–¡Cerezas! –escuché la resonante voz de un vendedor ambulante–. ¡Ricas cerezas!
Me asomé por la ventana, entrecerré los ojos disfrutando la suave brisa y volé nostálgicamente a tiempos pasados, a la casa de mi madrina Nina. Mis recuerdos me llevaron directo a su cocina.

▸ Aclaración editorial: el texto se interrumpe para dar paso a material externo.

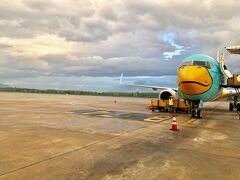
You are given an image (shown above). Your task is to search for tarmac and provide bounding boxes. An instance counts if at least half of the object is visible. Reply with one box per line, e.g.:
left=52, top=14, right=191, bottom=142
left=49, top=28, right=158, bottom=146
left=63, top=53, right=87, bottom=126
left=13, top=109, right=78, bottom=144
left=0, top=93, right=240, bottom=180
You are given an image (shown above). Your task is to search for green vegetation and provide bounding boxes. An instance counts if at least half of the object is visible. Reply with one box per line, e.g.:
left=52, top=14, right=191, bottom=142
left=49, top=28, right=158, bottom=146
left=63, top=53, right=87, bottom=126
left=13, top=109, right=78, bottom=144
left=0, top=88, right=159, bottom=98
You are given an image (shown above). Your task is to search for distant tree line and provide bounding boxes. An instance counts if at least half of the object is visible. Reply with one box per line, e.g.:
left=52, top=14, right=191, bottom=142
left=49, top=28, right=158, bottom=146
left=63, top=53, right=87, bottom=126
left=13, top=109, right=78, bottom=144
left=0, top=87, right=159, bottom=98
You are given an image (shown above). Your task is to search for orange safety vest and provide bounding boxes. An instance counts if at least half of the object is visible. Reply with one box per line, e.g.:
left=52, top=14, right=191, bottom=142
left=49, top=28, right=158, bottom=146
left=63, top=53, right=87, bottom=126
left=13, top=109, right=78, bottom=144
left=168, top=98, right=173, bottom=106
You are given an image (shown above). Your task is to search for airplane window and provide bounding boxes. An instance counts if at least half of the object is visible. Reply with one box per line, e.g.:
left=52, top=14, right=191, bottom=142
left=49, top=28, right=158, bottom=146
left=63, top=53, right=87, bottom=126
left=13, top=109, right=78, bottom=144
left=181, top=61, right=192, bottom=66
left=193, top=61, right=213, bottom=69
left=180, top=61, right=213, bottom=69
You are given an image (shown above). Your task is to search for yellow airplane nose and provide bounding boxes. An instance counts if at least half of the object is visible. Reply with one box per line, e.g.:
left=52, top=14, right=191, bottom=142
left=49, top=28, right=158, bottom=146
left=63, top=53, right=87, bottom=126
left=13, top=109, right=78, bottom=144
left=178, top=66, right=212, bottom=95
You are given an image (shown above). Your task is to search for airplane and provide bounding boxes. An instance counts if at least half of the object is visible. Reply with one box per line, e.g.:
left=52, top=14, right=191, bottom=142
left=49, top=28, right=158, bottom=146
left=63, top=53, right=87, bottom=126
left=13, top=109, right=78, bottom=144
left=120, top=46, right=240, bottom=118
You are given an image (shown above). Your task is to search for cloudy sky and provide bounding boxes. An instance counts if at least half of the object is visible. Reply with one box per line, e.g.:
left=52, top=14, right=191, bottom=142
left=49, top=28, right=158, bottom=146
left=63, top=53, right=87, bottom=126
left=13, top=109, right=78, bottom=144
left=0, top=0, right=240, bottom=91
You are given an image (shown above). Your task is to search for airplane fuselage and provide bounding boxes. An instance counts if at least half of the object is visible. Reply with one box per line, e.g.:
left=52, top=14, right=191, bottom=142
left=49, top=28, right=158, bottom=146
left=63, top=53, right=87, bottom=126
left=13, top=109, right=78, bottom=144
left=177, top=54, right=224, bottom=101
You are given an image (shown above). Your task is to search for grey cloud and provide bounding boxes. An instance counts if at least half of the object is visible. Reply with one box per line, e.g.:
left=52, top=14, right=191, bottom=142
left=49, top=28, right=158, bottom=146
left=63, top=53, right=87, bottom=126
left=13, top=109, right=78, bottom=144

Sentada al lado de una mesada de roble, observaba como Nina descarozaba las grandes y carnosas cerezas con una cerilla.
–Cuando sea grande, ¿voy a saber cocinar como tú? –pregunté robando una cereza ya descarozada.
–Empecemos a aprender ahora mismo –ofreció Nina sacando una cerilla de la caja–; tomá y hace como yo.
Agarré una cereza, le saqué el pedúnculo y en su lugar metí la cerilla tratando de empujar el carozo. Para que no se me escape apreté la fruta y un jugo de color carmín vivo explotó rociándome los dedos. “Tengo mucha sangre” –grité riéndome, chupándome los dedos y haciendo muecas imitando el dolor. Mientras tanto Nina terminó con las demás cerezas y armó una colina de harina.
–Parece una montaña –dije.
–¿Quieres ver cómo se esconde el sol en ella? –escogió un huevo, lo apretó entre sus dedos, plum, y la yema cayó justo en el centro de la colina blanca.
–Ahora yo –supliqué–. Cogí otro huevo, lo apreté y me sorprendí en cómo mis dedos, recién “sangrados”, se hundieron en una sustancia viscosa que se deslizaba cayendo sobre la colina destruyendo su forma y levantando las partículas de polvo blanco que levitaban sobre la mesa. Nos reímos.
Nina zambulló sus dedos en la masa amasándola con una rapidez y fuerza inapropiada para su delgadez. Recuerdo haber contemplado lo acaecido, hechizada por el espectáculo: una danza ritual de un hada de la cocina. Se movían sus brazos, sus hombros y sus senos con un ritmo de un candombe. Nina levantó el brazo acomodándose con el codo un rebelde mechón que a menudo se le escapaba del manojo de rizos acoplados en la cabeza y dejó ver el sensual hoyo de su axila, blanca y suave, con los chiquitos pliegues apenas visibles. Estaba tan sensual y linda mi Nina. Y yo quería ser igual a ella: linda y sensual. También levanté el codo, copiándola, y lo pasé por mi frente; zambullí mis dedos en las pocas migas que quedaban sobre la mesada y las amasé moviendo los hombros.
Llegó el momento de armar los varéniques. Los de Nina salían todos iguales: blancas “nubes” rodeadas con una trenza. Los míos eran unos monstruos deformados, gordos y orejones.
La cacerola ya estaba puesta sobre el fuego. En quince minutos las nubecitas junto con los monstruitos estaban servidos en un plato, cubiertos con crema de leche y rodeados de misterioso vaho. Nina cortó uno por la mitad y un sabroso jugo de color carmesí se extendió por el fondo del plato. Percibí el sutil aroma de la cereza cocida y sentí un astringente y dulce sabor sobre mi paladar.
–¡Cerezas! ¡Últimas! –gritaba el vendedor extendiendo las palabras.
Agarré la billetera y me apresuré en salir para cumplir con mi nostalgia.